Registered: 03/29/10
Posts: 347
Loc: Massachusetts
Hi Brian

Welcome! My tactic with short attention spans is to change the type of activity every 5-7 minutes, or just keep a good eye on their attention and change gears if need be.

For example, you could do a mix of; games, improvisation, theory, repertoire, writing at a board, role switching, ear training, etc - I think you get the idea. smile

I'd also consider the different learning styles - if you've been talking a lot, switch to some visuals, then switch to some games with movement - try to involve all the senses as much as possible.
Go here ---> Piano Teaching Blog

#1650350 - 03/29/11 03:32 PM Re: Teaching a high-functioning Autistic Student [Re: brian36251]
tdow Offline
Full Member

Registered: 04/13/10
Posts: 203
Loc: Canada
Danshure has some great suggestions - regular change of focus is really important, but not just a change in activity but also environment will be most effecitve in re-focusing him. Think theory games on the white board, card games etc. away from the piano. Another thing that I found was important with the Autistic students I have taught is to keep the teaching space visually simple (ie. no pens, pencils, stickers, decorations, books etc. on the piano) and to just have the one book you are using open.
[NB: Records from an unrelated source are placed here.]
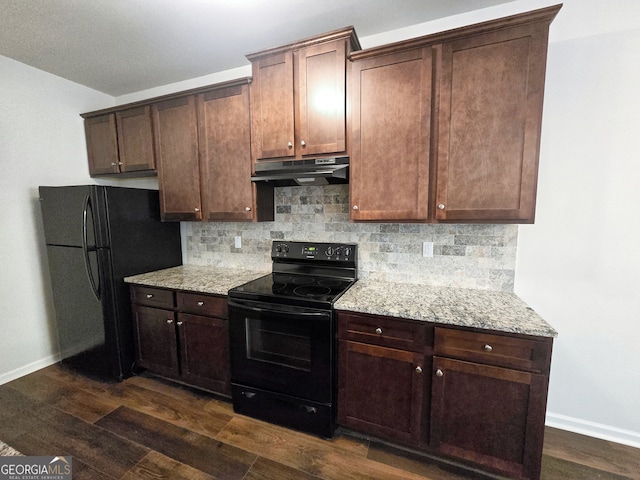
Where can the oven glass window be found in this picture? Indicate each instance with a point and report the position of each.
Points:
(278, 343)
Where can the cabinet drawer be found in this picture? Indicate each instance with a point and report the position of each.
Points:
(152, 297)
(201, 304)
(384, 331)
(503, 351)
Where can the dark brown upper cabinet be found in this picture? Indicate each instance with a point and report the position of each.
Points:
(298, 97)
(176, 139)
(446, 127)
(120, 142)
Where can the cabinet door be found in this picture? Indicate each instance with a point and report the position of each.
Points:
(391, 115)
(156, 341)
(489, 125)
(320, 114)
(176, 141)
(204, 351)
(135, 139)
(489, 416)
(272, 106)
(225, 153)
(380, 391)
(102, 144)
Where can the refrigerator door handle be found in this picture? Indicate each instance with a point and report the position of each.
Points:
(86, 248)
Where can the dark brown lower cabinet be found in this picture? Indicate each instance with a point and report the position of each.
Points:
(182, 336)
(488, 415)
(472, 396)
(381, 391)
(156, 340)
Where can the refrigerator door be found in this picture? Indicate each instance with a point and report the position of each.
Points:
(78, 312)
(63, 215)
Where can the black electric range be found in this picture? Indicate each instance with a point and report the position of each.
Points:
(282, 335)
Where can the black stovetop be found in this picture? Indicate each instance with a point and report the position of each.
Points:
(304, 273)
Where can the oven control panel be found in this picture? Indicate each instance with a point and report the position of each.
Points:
(308, 251)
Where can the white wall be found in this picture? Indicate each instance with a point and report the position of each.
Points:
(578, 265)
(41, 143)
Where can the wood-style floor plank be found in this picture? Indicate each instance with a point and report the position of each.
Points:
(186, 446)
(305, 453)
(156, 466)
(66, 434)
(595, 453)
(187, 411)
(148, 428)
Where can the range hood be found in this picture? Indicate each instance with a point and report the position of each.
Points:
(318, 171)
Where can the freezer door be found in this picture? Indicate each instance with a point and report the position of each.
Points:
(63, 215)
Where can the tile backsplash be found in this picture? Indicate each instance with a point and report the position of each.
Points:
(473, 256)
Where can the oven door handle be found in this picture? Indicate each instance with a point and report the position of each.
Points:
(232, 303)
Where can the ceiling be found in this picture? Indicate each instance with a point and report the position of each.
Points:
(124, 46)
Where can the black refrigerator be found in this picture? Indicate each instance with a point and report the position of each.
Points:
(95, 237)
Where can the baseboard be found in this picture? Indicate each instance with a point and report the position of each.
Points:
(592, 429)
(27, 369)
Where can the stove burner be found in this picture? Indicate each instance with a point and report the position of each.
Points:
(300, 280)
(311, 291)
(329, 282)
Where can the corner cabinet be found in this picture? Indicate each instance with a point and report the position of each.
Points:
(446, 128)
(298, 97)
(182, 336)
(120, 143)
(472, 396)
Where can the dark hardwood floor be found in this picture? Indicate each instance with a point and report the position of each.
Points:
(148, 428)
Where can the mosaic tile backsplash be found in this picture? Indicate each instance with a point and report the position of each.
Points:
(472, 256)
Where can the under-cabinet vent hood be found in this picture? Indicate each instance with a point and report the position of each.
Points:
(318, 171)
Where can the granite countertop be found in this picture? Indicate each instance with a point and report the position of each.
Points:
(464, 307)
(196, 278)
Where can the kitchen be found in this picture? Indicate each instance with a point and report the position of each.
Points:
(572, 271)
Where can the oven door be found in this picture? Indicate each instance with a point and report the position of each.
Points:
(282, 349)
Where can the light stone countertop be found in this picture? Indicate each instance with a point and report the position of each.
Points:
(464, 307)
(196, 278)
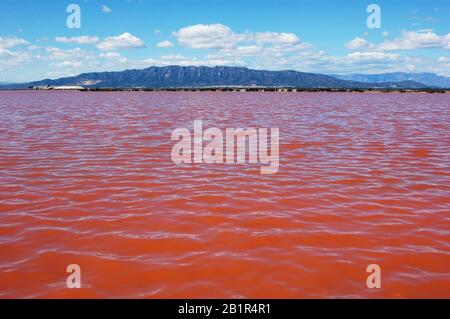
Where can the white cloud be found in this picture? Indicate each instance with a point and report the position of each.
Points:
(412, 40)
(165, 44)
(372, 56)
(357, 43)
(78, 40)
(11, 42)
(123, 41)
(206, 36)
(274, 38)
(106, 9)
This prevents them from fixating on something visually that you have no idea they have noticed (causing a lapse in concentration that they often have no control over).

Knowing if communication is happening can be difficult, but I really tried to cover all my bases by teaching a concept that was really important in different ways (aurally, visually, kinesthetically) to be sure that they understood. For a lot of children (not just autistic) they can find verbally demonstrating their understanding to be difficult...even if they do understand.

Best of luck!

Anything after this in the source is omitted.